What does your father do for a living? Where did you grow up? What are your hobbies? What is your favorite food? Where did you go to school? Who is your ideal man/woman? What are you most afraid of? What is the bravest thing you’ve ever done?
    He said, “Once you fill out the questionnaire, we can create your studio biography.” He pressed the button on the box again. “Doris, get me Bernie Hanser.” To me, he said, “Bernie will be your personal publicist. Good guy. Southern. From West Virginia, like myself.” He wrote something in my file and then closed it. “Talent is like a precious stone, Miss Hart. Like a diamond or a ruby. You take care of it. You put it in a safe, you clean it, polish it, look after it. There’s only one of you, one of Nigel Gray, one of Barbara Fanning, and because of that you have to be protected. It’s what we do here.”

    At wardrobe, they measured every inch of me. I learned that my hands and feet were too big, my chest too small, and that I was, at five feet six inches (and three-quarters), too tall, but “thankfully not as tall as Ingrid Bergman.” The woman who weighed me said I could stand to lose five pounds, “preferably on the hips and not the chest,” because it would make my cheekbones “more prominent.” She asked me what my regular diet was and when I said, “I eat anything I want to,” she scribbled something down on an index card and handed it to me.
Prescribed diet: eight glasses of water a day. Breakfast: plain toast. Lunch: cottage cheese and fruit. Dinner: boiled vegetables and one small piece plain fowl, fish, or beef. No desserts!

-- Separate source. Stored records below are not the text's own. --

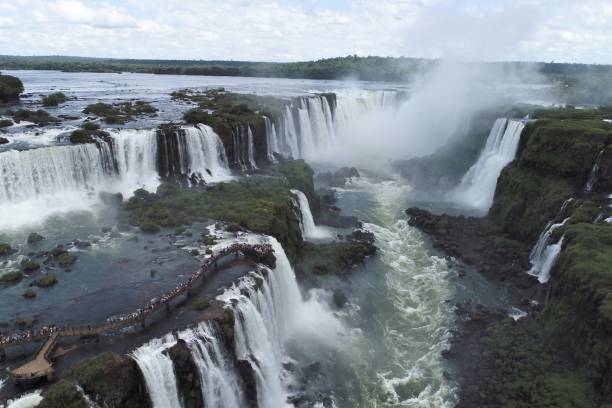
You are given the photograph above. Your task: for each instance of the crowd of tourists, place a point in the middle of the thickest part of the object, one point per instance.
(155, 303)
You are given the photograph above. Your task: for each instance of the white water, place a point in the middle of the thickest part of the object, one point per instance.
(406, 322)
(477, 186)
(158, 372)
(268, 317)
(549, 256)
(29, 400)
(543, 255)
(594, 174)
(310, 126)
(206, 154)
(309, 229)
(136, 155)
(272, 144)
(37, 183)
(220, 384)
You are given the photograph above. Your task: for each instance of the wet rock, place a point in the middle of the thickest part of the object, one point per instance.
(29, 266)
(34, 237)
(6, 249)
(81, 244)
(66, 259)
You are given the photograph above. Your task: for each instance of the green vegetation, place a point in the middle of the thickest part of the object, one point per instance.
(63, 394)
(6, 249)
(89, 126)
(10, 88)
(11, 277)
(260, 204)
(108, 378)
(34, 237)
(120, 113)
(54, 99)
(29, 294)
(554, 160)
(47, 280)
(201, 303)
(39, 117)
(66, 259)
(336, 258)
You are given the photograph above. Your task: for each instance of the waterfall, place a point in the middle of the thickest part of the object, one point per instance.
(543, 255)
(310, 124)
(477, 187)
(309, 229)
(220, 383)
(135, 152)
(38, 182)
(549, 256)
(206, 154)
(268, 311)
(158, 372)
(251, 148)
(263, 320)
(244, 147)
(29, 400)
(272, 145)
(594, 174)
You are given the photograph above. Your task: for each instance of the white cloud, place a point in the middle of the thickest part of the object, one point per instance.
(6, 22)
(562, 30)
(99, 16)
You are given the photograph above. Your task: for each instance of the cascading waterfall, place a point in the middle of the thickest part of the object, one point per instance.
(206, 154)
(135, 152)
(68, 177)
(594, 174)
(309, 229)
(272, 145)
(477, 187)
(158, 371)
(266, 315)
(543, 255)
(244, 147)
(220, 383)
(29, 400)
(310, 124)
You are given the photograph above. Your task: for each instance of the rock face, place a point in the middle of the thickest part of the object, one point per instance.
(560, 354)
(110, 380)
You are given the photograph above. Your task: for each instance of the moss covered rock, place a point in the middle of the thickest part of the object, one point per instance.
(10, 88)
(29, 266)
(47, 280)
(54, 99)
(111, 380)
(66, 259)
(63, 394)
(6, 249)
(34, 237)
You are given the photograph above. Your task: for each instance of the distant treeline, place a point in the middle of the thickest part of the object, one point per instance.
(364, 68)
(577, 83)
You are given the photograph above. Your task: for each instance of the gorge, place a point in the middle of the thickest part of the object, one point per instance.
(361, 304)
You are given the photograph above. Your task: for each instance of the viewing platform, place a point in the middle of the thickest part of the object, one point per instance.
(41, 367)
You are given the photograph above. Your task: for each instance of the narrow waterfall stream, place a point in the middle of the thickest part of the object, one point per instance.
(477, 186)
(221, 387)
(158, 371)
(309, 229)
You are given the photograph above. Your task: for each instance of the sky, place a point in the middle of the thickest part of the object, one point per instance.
(293, 30)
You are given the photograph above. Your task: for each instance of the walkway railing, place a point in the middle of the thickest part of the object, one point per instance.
(120, 321)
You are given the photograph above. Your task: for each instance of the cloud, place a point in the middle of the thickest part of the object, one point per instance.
(100, 16)
(281, 30)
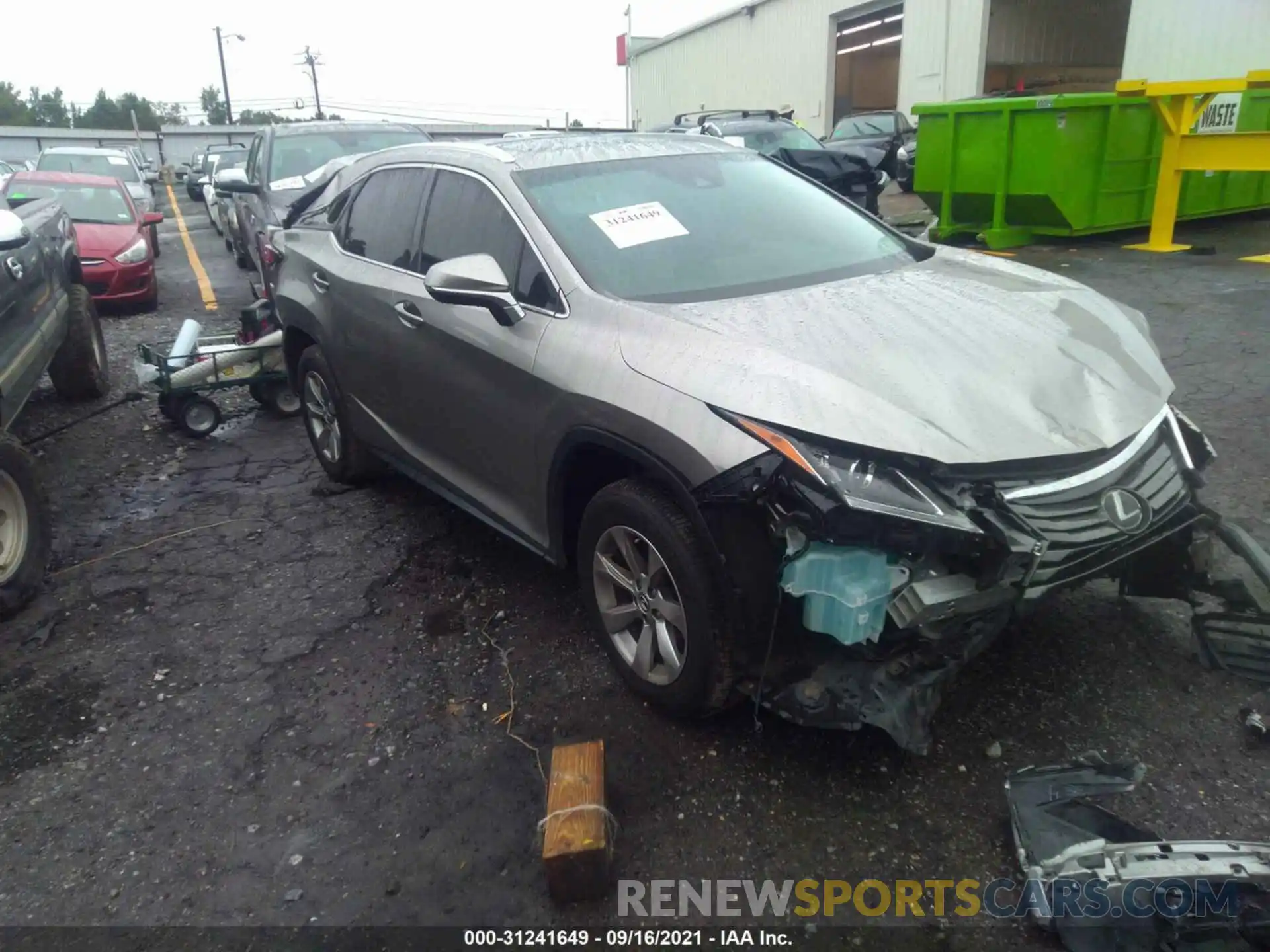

    In the makeup department, I sat in a barber’s chair under bright lights while my teeth, smile, nose, eyes, eyebrows, ears, and cheekbones were examined by a team of men in lab coats. They talked about me like I wasn’t even there, discussing what to do about my freckles (violet-ray treatments) and my teeth (caps for the front two to make them more even) and the little scar on my lip, which had been given to me by a Nazi officer. My eyes and cheekbones were my best features, even if my eyes were a darker green than they would have chosen, and my eyebrows needed to be plucked and arched. One of the men drew on my face with a fat black pencil, and when I asked him what on earth he thought he was doing, he said, “Trying out the possibilities.”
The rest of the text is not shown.